Sita Laxmi Glaucoma Center, Anand Eye Institute, Hyderabad, India.
Cornea. 2019 Dec;38(12):1599-1601. doi: 10.1097/ICO.0000000000002058.
To report the clinical course and management of graft-host interface Nocardia keratitis after Descemet membrane endothelial keratoplasty (DMEK).
A 70-year-old man presented with a corneal epithelial defect, stromal edema, graft infiltrate, and graft-host interface infection 5 months after an uneventful DMEK performed for bullous keratopathy in the left eye. Corneal scrapings from the margin of epithelial defect showed gram-positive bacillus, and the organism was identified as Nocardia asteroides.
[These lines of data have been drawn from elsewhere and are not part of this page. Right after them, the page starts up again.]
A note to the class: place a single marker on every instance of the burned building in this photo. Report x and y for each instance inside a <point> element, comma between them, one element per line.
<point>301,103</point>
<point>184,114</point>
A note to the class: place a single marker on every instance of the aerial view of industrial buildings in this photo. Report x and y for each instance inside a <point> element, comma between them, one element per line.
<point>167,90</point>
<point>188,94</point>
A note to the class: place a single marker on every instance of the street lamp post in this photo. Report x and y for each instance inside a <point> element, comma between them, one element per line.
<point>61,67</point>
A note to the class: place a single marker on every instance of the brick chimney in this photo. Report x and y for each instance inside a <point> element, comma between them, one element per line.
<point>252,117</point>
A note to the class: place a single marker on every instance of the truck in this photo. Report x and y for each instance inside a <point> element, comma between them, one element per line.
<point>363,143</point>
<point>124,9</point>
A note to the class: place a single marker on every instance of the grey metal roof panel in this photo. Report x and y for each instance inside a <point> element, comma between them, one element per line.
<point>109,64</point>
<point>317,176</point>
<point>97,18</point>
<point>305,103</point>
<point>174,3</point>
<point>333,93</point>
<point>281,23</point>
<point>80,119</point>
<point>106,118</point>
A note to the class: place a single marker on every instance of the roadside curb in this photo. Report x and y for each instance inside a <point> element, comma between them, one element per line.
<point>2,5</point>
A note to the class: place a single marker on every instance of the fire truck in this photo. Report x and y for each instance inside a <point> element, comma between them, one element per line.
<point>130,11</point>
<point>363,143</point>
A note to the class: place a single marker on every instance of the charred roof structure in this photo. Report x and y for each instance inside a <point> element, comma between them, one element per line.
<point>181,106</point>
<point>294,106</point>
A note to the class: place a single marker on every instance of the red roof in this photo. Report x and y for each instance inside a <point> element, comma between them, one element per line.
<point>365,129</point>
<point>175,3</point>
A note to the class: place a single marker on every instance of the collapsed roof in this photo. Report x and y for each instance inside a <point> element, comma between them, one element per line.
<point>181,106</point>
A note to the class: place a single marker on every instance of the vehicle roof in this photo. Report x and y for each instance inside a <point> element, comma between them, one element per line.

Intensive and appropriate topical and systemic antibiotic therapy resulted in complete resolution of infection. Three months later, the patient underwent a repeat DMEK, which resulted in clearing of corneal edema and improvement in visual acuity.
Nocardia interface keratitis is a rare entity, which can occur after DMEK. Proper clinical evaluation and microbiological workup helped us in accurate diagnosis and management. Repeat DMEK after complete resolution of the infection resulted in good outcomes regarding corneal clarity and vision improvement.
报告一例在穿透性角膜内皮移植术(DMEK)后发生于供体-受体界面的诺卡菌角膜炎的临床经过和处理方法。
一位 70 岁男性左眼因大泡性角膜病变行 DMEK 术后 5 个月时出现角膜上皮缺损、基质水肿、移植物浸润和供体-受体界面感染。取自上皮缺损边缘的角膜刮片显示革兰阳性杆菌,该病原体被鉴定为星形奴卡菌。
强化且适当的局部和全身抗生素治疗使感染完全消退。3 个月后,患者再次行 DMEK,术后角膜水肿消退,视力提高。
诺卡菌性界面角膜炎是一种罕见疾病,可发生于 DMEK 术后。正确的临床评估和微生物学检查有助于准确诊断和治疗。感染完全消退后再次行 DMEK 可改善角膜透明度和视力。